Naturally, those of us blessed with legs left the wagons and approached the flock for a closer look. Sheep are rarely the most observant creatures around, but these seemed so utterly unconcerned about their surroundings - including our approach - that we paid perhaps less attention than we should have while we walked toward them.

As a result, we were taken entirely by surprise when a giant centipede erupted out of a nearby patch of sand, hissing like a homicidal steam engine and rearing up high enough to block the sun with its outspread legs and fangs.

I don't know what species it was, but it was far larger than even crocodile centipedes ever grow. I've seen streetcars that were shorter and probably weighed less. Mogen had her crossbow out before I could do more than blink, but I doubt it would have had much effect on the creature. Even if she had managed to hit a joint in the centipede's heavily armored body, a single crossbow bolt would likely have done little more than make it angrier.

"My sheep!" The centipede hissed in a voice like a pot boiling over. "Mine! No touch! If you touch them, I will kill you and bite you until you die!"

Oddly enough, this was actually reassuring. Creatures that offer threats instead of simply attacking you can usually be reasoned with.

Being the only member of the group who'd visited Specklemax and encountered plaid sheep before, I was walking slightly ahead of the others. As a result, I found myself in the uncomfortable position of negotiating with the giant angry venomous chilopod. I've traveled by kilopede and have no particular fear of arthropods of any size, but kilopedes are essentially placid creatures. This one was quite clearly not.

Still, it was speaking Amrat, sibilantly accented but perfectly understandable, and it hadn't actually made a move toward us since we'd stopped approaching the sheep. Its sheep, apparently.

I reassured the centipede that we had no intention of touching its sheep; we merely wanted to look at them. It hissed suspiciously at me.

They were, I added, very nice sheep.

At that, the centipede's hostile attitude seemed to melt away completely. It flipped its antennae forward and rubbed its claws together.

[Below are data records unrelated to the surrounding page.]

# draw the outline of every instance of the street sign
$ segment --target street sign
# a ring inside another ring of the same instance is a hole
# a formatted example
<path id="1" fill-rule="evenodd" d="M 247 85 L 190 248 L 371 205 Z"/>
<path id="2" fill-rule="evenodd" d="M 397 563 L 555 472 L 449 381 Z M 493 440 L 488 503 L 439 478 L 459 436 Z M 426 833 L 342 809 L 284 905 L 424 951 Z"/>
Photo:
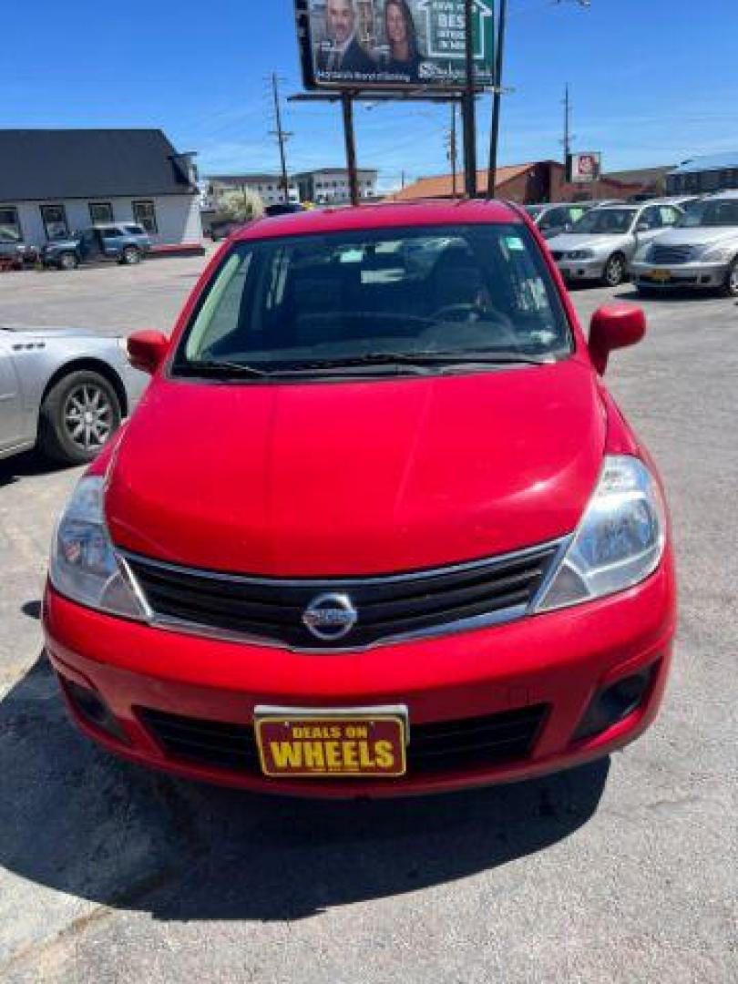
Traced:
<path id="1" fill-rule="evenodd" d="M 295 0 L 306 89 L 460 90 L 465 0 Z M 472 0 L 476 85 L 495 83 L 494 0 Z"/>

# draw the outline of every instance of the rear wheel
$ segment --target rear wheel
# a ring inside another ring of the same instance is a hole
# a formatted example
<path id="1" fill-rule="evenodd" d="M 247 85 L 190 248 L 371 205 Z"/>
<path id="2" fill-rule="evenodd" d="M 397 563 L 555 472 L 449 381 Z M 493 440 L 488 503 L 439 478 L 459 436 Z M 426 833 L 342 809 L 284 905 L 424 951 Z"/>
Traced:
<path id="1" fill-rule="evenodd" d="M 728 297 L 738 297 L 738 257 L 731 263 L 725 277 L 725 293 Z"/>
<path id="2" fill-rule="evenodd" d="M 615 253 L 605 264 L 603 279 L 608 287 L 619 287 L 625 279 L 628 272 L 625 257 L 622 253 Z"/>
<path id="3" fill-rule="evenodd" d="M 118 395 L 104 376 L 71 372 L 51 387 L 41 404 L 38 447 L 54 461 L 85 464 L 96 458 L 120 419 Z"/>
<path id="4" fill-rule="evenodd" d="M 59 270 L 77 270 L 79 265 L 76 253 L 66 252 L 59 257 Z"/>

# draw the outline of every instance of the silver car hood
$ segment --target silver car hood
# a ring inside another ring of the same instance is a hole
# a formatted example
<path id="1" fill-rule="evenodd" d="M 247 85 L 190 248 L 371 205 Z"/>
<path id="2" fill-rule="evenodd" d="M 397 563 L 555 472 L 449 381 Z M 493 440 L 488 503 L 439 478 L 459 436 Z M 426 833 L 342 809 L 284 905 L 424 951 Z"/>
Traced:
<path id="1" fill-rule="evenodd" d="M 607 252 L 613 246 L 619 246 L 628 233 L 618 232 L 614 235 L 591 235 L 588 232 L 564 232 L 548 240 L 548 248 L 558 252 L 568 253 L 575 249 L 590 249 L 597 252 Z"/>
<path id="2" fill-rule="evenodd" d="M 738 225 L 696 225 L 669 229 L 658 237 L 659 246 L 719 246 L 730 242 L 738 243 Z"/>
<path id="3" fill-rule="evenodd" d="M 29 328 L 28 325 L 0 325 L 0 329 L 19 335 L 32 335 L 34 338 L 100 338 L 90 328 Z"/>

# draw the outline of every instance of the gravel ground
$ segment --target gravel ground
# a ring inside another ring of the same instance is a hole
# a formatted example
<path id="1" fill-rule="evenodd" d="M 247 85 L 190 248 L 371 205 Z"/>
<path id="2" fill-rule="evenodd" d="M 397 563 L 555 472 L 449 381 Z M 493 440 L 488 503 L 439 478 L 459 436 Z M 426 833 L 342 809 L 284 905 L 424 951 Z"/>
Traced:
<path id="1" fill-rule="evenodd" d="M 202 264 L 2 276 L 0 321 L 168 330 Z M 574 296 L 588 316 L 610 294 Z M 68 724 L 38 655 L 47 544 L 77 472 L 0 462 L 0 979 L 738 979 L 738 307 L 646 306 L 649 335 L 608 383 L 670 494 L 673 676 L 639 743 L 534 782 L 311 804 L 107 757 Z"/>

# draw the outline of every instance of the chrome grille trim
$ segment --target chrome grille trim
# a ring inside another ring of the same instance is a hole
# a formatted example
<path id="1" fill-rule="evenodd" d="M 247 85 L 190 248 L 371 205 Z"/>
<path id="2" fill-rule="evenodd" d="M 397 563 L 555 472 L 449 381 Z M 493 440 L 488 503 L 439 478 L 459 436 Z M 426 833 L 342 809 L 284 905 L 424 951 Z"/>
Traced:
<path id="1" fill-rule="evenodd" d="M 571 543 L 571 535 L 557 540 L 546 541 L 533 547 L 526 547 L 523 550 L 513 551 L 508 554 L 500 554 L 493 557 L 462 562 L 449 565 L 442 568 L 424 569 L 421 571 L 408 572 L 406 574 L 393 574 L 368 576 L 365 578 L 305 578 L 305 579 L 282 579 L 264 578 L 250 575 L 238 575 L 231 573 L 221 573 L 216 571 L 207 571 L 200 568 L 192 568 L 172 564 L 167 561 L 155 560 L 143 557 L 126 550 L 118 549 L 118 555 L 125 565 L 127 576 L 135 586 L 137 594 L 146 600 L 148 622 L 153 628 L 162 631 L 178 632 L 188 635 L 198 636 L 206 639 L 220 640 L 223 642 L 239 643 L 242 645 L 260 646 L 270 648 L 278 648 L 291 652 L 304 652 L 315 654 L 341 654 L 349 652 L 363 652 L 379 646 L 397 645 L 400 643 L 415 642 L 442 638 L 444 636 L 455 635 L 461 632 L 470 632 L 476 629 L 489 628 L 495 625 L 503 625 L 509 622 L 518 621 L 534 610 L 539 597 L 546 589 L 555 571 L 558 569 L 561 559 Z M 439 622 L 436 625 L 420 628 L 414 631 L 389 632 L 378 639 L 361 643 L 357 641 L 350 645 L 351 637 L 347 637 L 345 645 L 323 646 L 316 641 L 316 645 L 295 645 L 284 639 L 277 639 L 269 634 L 262 634 L 239 629 L 227 628 L 224 626 L 208 625 L 199 622 L 197 619 L 174 617 L 170 614 L 157 612 L 149 599 L 146 590 L 143 588 L 137 574 L 136 565 L 141 564 L 146 567 L 159 569 L 171 574 L 181 574 L 183 576 L 194 576 L 208 579 L 215 583 L 221 583 L 236 585 L 251 585 L 267 588 L 279 587 L 299 587 L 307 588 L 316 593 L 325 590 L 350 590 L 358 587 L 374 587 L 378 585 L 392 585 L 418 584 L 422 586 L 424 579 L 434 579 L 445 575 L 456 575 L 463 573 L 473 573 L 477 569 L 483 569 L 490 565 L 494 567 L 504 567 L 515 564 L 525 558 L 535 557 L 540 554 L 548 554 L 546 569 L 540 583 L 535 586 L 531 596 L 524 603 L 512 604 L 508 607 L 476 614 L 471 617 L 450 619 L 446 622 Z"/>

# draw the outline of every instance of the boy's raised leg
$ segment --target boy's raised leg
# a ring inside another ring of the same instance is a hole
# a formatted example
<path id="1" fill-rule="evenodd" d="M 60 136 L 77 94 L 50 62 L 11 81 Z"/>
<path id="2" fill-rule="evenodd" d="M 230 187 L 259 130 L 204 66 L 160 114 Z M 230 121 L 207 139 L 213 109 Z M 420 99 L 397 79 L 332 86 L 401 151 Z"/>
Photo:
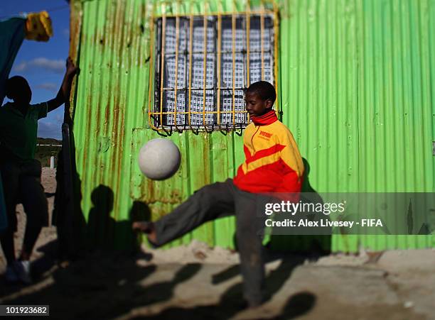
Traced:
<path id="1" fill-rule="evenodd" d="M 206 221 L 234 214 L 235 190 L 231 179 L 207 185 L 160 220 L 135 223 L 133 228 L 150 234 L 156 246 L 163 245 Z"/>

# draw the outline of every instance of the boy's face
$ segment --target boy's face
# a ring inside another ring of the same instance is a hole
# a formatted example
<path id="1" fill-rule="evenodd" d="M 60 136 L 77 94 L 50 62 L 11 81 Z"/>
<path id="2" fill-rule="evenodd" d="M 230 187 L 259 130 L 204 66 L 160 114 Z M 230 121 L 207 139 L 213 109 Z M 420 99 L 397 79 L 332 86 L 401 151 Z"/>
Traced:
<path id="1" fill-rule="evenodd" d="M 255 92 L 247 92 L 245 95 L 245 102 L 249 116 L 262 116 L 272 107 L 272 100 L 262 100 Z"/>

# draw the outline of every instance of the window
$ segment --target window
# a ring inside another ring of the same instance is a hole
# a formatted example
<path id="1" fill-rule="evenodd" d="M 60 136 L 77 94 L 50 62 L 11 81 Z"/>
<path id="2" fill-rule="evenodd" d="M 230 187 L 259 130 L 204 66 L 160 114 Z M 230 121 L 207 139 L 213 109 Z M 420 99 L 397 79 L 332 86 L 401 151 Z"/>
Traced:
<path id="1" fill-rule="evenodd" d="M 274 84 L 273 16 L 158 18 L 149 112 L 154 127 L 246 126 L 244 89 L 262 79 Z"/>

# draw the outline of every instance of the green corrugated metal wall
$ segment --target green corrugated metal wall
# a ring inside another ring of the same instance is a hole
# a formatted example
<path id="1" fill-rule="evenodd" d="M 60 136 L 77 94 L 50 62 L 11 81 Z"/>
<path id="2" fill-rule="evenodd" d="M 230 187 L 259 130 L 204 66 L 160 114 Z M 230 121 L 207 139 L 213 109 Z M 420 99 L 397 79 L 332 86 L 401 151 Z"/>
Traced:
<path id="1" fill-rule="evenodd" d="M 210 8 L 231 11 L 233 3 L 210 1 Z M 238 11 L 245 9 L 244 2 L 235 3 Z M 183 155 L 176 176 L 156 182 L 139 173 L 140 146 L 159 136 L 146 128 L 150 16 L 153 11 L 203 10 L 200 1 L 192 6 L 162 4 L 76 0 L 72 4 L 82 13 L 77 48 L 82 72 L 74 104 L 81 209 L 87 219 L 107 217 L 95 227 L 104 230 L 92 232 L 115 248 L 129 241 L 128 221 L 137 202 L 146 204 L 157 219 L 203 185 L 233 176 L 243 159 L 237 133 L 176 133 L 171 139 Z M 313 187 L 333 192 L 434 192 L 435 0 L 279 4 L 283 121 L 310 164 Z M 228 218 L 207 224 L 173 245 L 195 238 L 232 246 L 234 230 L 234 220 Z M 278 247 L 304 248 L 308 243 L 303 237 L 289 242 L 283 238 Z M 431 247 L 435 241 L 417 236 L 334 236 L 331 245 L 333 250 L 355 251 L 360 245 Z"/>

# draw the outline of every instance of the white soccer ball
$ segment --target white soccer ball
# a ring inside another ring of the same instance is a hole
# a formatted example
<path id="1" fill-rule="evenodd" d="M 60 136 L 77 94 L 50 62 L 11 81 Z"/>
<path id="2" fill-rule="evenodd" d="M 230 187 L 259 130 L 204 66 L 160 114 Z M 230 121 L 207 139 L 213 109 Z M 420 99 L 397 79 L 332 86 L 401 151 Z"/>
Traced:
<path id="1" fill-rule="evenodd" d="M 157 138 L 141 148 L 138 162 L 141 172 L 149 179 L 164 180 L 172 177 L 180 167 L 181 153 L 171 140 Z"/>

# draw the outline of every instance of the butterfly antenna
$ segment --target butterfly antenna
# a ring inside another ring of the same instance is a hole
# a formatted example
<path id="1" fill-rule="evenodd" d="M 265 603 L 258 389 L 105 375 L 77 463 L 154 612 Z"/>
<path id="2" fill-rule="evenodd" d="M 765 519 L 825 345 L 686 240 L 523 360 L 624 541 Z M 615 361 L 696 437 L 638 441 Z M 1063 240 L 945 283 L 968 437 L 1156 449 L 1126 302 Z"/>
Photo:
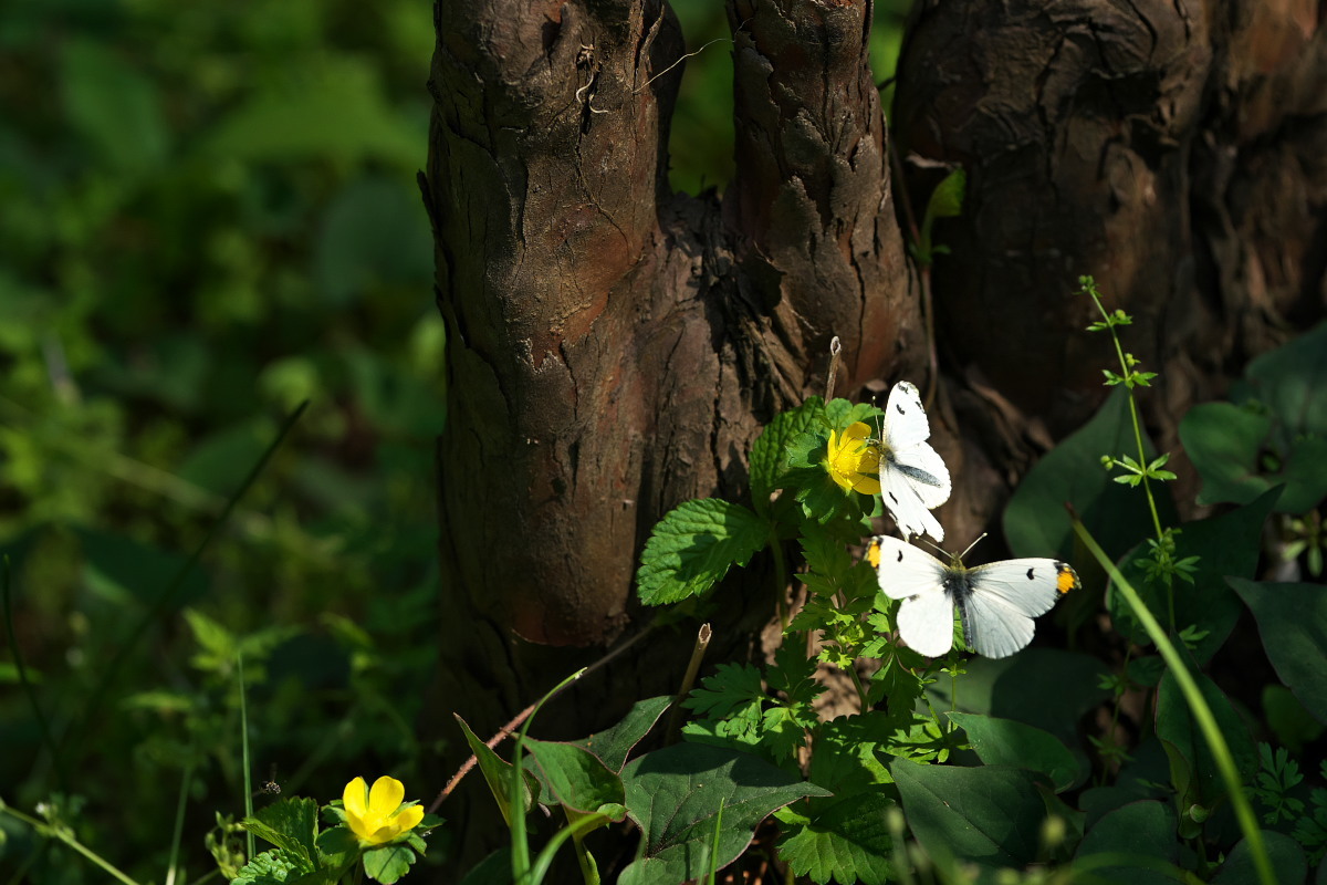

"Yesss! Are they not beautiful?" the centipede crooned. With alarming speed for such a large creature, it dropped back to the ground and scuttled over to the sheep, where it curled its body into a circle around the entire flock. It rubbed its head lovingly against a plump red and yellow one. "I have named this one Rock because she is the prettiest." The sheep all continued to chew placidly as if this sort of thing happened all the time.

After that, conversation with the centipede went remarkably smoothly. Once reassured that we had no intention of touching, stealing, eating, bothering, or otherwise interfering with its sheep, the massive arthropod was happy to tell us all of the minutiae of its apparent occupation as a shepherd. We were treated to an exhaustive list of what the sheep did and did not like to eat, given far more information than we needed about their various ailments, and personally introduced to each sheep by name. (For reasons the centipede did not explain, a full third of the sheep in the flock, both male and female, were named Skeezel. Perhaps it simply liked the name.)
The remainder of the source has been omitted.